FawzY
FawzY

Reputation: 43

Time datatype in Rails

I created a database using rails with stime attribute (referring to the starting time). Its type is Time. When I added a record with:

stime = "10:10"

it has been added as:

"stime":"2000-0101T10:10:00.000Z"

I only want the time, not the date. I thought it's the difference between Time and DateTime.

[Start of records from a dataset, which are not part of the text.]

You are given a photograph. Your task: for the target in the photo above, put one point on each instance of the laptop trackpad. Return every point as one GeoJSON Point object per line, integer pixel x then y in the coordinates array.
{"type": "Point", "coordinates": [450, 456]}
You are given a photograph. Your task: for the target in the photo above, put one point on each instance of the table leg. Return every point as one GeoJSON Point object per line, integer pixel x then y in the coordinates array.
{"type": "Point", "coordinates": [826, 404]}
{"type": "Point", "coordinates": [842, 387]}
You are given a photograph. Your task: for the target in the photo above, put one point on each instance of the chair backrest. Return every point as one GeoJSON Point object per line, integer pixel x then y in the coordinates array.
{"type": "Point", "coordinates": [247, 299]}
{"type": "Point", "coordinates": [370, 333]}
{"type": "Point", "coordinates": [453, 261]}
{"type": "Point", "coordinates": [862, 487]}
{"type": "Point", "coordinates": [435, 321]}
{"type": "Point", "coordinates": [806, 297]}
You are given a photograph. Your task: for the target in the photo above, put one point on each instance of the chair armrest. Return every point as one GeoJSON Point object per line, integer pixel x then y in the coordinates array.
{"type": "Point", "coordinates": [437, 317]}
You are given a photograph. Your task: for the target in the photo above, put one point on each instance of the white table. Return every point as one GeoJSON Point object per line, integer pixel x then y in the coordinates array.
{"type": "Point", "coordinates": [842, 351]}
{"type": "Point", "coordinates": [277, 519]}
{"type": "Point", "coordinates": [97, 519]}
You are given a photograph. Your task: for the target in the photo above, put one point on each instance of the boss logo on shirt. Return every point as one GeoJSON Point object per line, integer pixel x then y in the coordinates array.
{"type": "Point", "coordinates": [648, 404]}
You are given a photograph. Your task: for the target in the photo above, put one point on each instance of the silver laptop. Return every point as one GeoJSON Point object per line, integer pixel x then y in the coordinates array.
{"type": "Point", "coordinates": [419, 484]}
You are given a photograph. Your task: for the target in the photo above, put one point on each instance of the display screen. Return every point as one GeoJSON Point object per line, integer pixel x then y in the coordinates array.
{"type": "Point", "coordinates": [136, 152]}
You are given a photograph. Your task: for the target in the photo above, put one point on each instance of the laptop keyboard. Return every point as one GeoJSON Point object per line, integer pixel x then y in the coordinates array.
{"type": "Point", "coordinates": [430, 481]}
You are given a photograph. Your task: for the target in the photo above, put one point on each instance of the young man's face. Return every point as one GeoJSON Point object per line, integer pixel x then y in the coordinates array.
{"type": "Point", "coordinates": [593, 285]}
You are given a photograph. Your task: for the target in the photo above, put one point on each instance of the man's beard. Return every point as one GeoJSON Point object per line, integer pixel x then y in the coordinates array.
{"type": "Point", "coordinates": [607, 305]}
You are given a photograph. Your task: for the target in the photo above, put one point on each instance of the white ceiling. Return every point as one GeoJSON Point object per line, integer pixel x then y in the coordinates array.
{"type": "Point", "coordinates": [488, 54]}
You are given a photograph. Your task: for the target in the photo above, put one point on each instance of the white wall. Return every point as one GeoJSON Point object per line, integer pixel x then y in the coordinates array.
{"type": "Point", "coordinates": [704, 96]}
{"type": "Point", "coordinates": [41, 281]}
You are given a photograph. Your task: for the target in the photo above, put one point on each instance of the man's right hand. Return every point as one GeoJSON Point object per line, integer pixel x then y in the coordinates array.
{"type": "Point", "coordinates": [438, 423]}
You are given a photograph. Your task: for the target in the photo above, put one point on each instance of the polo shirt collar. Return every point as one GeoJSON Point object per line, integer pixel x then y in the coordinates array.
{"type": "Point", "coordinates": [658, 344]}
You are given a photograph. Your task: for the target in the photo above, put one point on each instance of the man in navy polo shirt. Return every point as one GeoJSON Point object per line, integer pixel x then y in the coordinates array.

Could anyone tell me what the problem is?

Upvotes: 3

Views: 5637

Answers (2)

Zoran
Zoran

Reputation: 4226

One way of handling this issue, to exemplify Uzbekjon's third point, is storing the time as seconds since midnight in an integer column:

stime = Time.now
# => 2016-04-13 10:58:13 -0700
seconds = stime.seconds_since_midnight.to_i
# => 39493

You can then retrieve this value and parse it into the time of day when needed:

time = Time.at(seconds).utc
# => 1970-01-01 10:58:13 UTC
result = time.strftime("%I:%M")
# => "10:58"

Hope it helps!

Upvotes: 3

Uzbekjon
Uzbekjon

Reputation: 11823

As the documentation states, it is not.

Time is an abstraction of dates and times. Time is stored internally as the number of seconds with fraction since the Epoch, January 1, 1970 00:00 UTC.

There are several things you can do:

  • Store it as a string and do regex validation.
  • If you are using Postgres and don't mind depending on it, you can use time type. This would allow you do things like: YourModel.where("stime > '13:00:00'").
  • Store the time of the day in seconds since midnight. This will require you to add some helper methods for creating and scopes for querying data. You might find ActiveSupport's extension on numeric values helpful.